Pot-pourri from a Surrey Garden By Maria Theresa Earle, Maria Theresa (Villiers) "Mrs. C. W. Earle Earle, ", Lady Constance Georgina Lytton, Constance Lytton
Wednesday, April 02, 2008
Here is one of the old gardening books I picked up at the Library Bookstore in Ferndale last week: "My Kalendar of Country Delights" by Helen Milman
And here is a scan of the "prelude" pages for Helen, who is long gone. Hope you can read it. She might have made a fine blogger, she had the right attitude.
Tuesday, April 01, 2008
And so I'm home again looking up a little info about my books on the net and somehow in the link trail I run across this video. Apparently Tori Amos, who incidentally Tree liked enormously a couple of years ago but I of the older generation never heard of, came out with an album based on a theme of beekeeping? Coincidental that I've just become interested in beekeeping this year.
It seems too, from her discussion of this number in her vid, that Ms. Amos is using her talent to explore her own 'path with heart' which is, what I think a lot of people are going at with this personal business of web-logging that some of us have been tugging at the edges of recently...
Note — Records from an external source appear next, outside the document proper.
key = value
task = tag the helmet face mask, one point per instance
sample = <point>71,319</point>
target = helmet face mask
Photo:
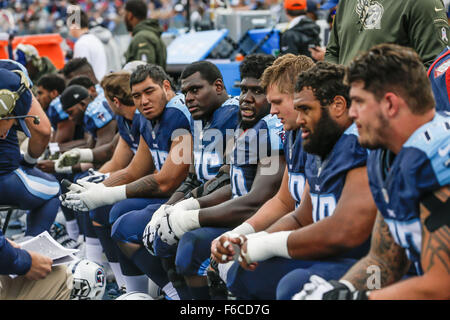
<point>9,98</point>
<point>88,281</point>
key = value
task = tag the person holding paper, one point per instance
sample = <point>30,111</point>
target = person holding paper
<point>36,280</point>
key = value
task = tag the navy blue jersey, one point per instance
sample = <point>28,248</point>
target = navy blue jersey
<point>295,161</point>
<point>210,139</point>
<point>130,130</point>
<point>439,76</point>
<point>263,140</point>
<point>56,114</point>
<point>97,115</point>
<point>13,260</point>
<point>326,178</point>
<point>174,121</point>
<point>11,65</point>
<point>9,147</point>
<point>398,185</point>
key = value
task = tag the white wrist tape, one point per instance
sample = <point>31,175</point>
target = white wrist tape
<point>256,234</point>
<point>117,194</point>
<point>66,170</point>
<point>85,166</point>
<point>267,246</point>
<point>187,204</point>
<point>86,155</point>
<point>29,159</point>
<point>244,228</point>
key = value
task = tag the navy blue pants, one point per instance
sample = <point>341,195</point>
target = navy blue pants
<point>194,251</point>
<point>264,283</point>
<point>33,190</point>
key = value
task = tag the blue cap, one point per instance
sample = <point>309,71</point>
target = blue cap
<point>329,4</point>
<point>11,81</point>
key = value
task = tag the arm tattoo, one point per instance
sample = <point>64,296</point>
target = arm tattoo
<point>117,179</point>
<point>146,187</point>
<point>436,244</point>
<point>385,254</point>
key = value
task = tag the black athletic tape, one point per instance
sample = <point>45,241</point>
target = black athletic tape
<point>439,212</point>
<point>66,183</point>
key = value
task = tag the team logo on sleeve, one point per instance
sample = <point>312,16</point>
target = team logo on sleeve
<point>370,14</point>
<point>444,35</point>
<point>100,276</point>
<point>282,135</point>
<point>101,116</point>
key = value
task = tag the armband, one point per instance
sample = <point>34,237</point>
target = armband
<point>189,184</point>
<point>221,179</point>
<point>439,212</point>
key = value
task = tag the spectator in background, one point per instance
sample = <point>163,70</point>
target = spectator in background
<point>87,44</point>
<point>361,24</point>
<point>318,53</point>
<point>36,66</point>
<point>301,32</point>
<point>146,43</point>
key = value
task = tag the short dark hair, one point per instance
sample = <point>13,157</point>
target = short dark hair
<point>82,81</point>
<point>296,13</point>
<point>326,81</point>
<point>207,70</point>
<point>117,85</point>
<point>152,71</point>
<point>253,65</point>
<point>76,64</point>
<point>138,8</point>
<point>284,72</point>
<point>52,82</point>
<point>390,67</point>
<point>83,21</point>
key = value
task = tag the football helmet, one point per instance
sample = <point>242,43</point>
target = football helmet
<point>89,280</point>
<point>135,295</point>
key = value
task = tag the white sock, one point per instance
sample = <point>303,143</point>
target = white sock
<point>72,229</point>
<point>170,291</point>
<point>223,270</point>
<point>136,283</point>
<point>94,250</point>
<point>115,267</point>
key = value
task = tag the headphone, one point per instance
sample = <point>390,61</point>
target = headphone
<point>8,99</point>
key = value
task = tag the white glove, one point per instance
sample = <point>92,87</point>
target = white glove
<point>66,170</point>
<point>95,195</point>
<point>176,223</point>
<point>73,188</point>
<point>152,227</point>
<point>265,246</point>
<point>75,156</point>
<point>187,204</point>
<point>94,176</point>
<point>317,287</point>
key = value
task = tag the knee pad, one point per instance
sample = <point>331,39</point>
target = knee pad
<point>176,279</point>
<point>217,287</point>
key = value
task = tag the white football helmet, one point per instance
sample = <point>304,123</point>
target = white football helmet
<point>135,295</point>
<point>89,280</point>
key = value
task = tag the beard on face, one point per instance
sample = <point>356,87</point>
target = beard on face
<point>128,25</point>
<point>326,133</point>
<point>249,124</point>
<point>372,140</point>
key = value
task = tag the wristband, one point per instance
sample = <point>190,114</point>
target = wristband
<point>245,228</point>
<point>29,159</point>
<point>86,155</point>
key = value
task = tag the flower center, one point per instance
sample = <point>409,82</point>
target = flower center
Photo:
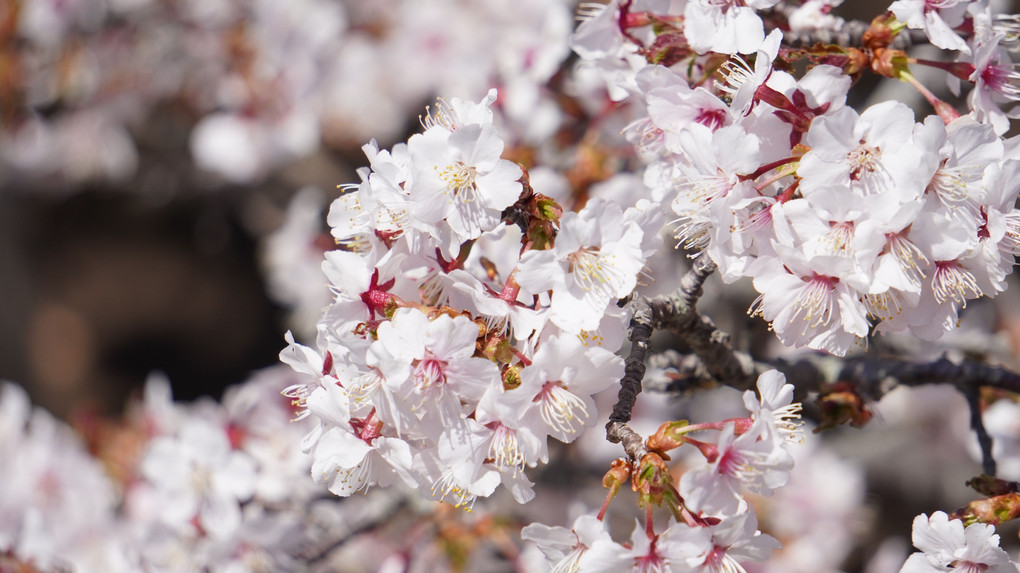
<point>460,179</point>
<point>561,409</point>
<point>953,282</point>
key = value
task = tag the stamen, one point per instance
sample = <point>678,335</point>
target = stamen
<point>505,450</point>
<point>953,282</point>
<point>561,409</point>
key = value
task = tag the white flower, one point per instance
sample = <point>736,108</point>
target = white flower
<point>460,174</point>
<point>597,257</point>
<point>776,408</point>
<point>726,27</point>
<point>200,477</point>
<point>587,547</point>
<point>936,17</point>
<point>947,545</point>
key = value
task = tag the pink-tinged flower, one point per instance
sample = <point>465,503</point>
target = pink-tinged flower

If you follow the Youtube link you can see the music videos. I just thought the explainer vid was something to think about. Seeing this young woman using bees as a way of exploring something she wants to talk about, put me in the Wayback Machine to a time when I was a young college student suddenly sure my ancient English professor had no idea of what Sylvia Plath's bee poems were talking about. That finding my own validity in thought was a moment of growth into adulthood for me.
I think Tree appreciates Ms. Plath as well, now that I think of it. How these associations do spiral in on something. This time, something to do with bees and validity and expression.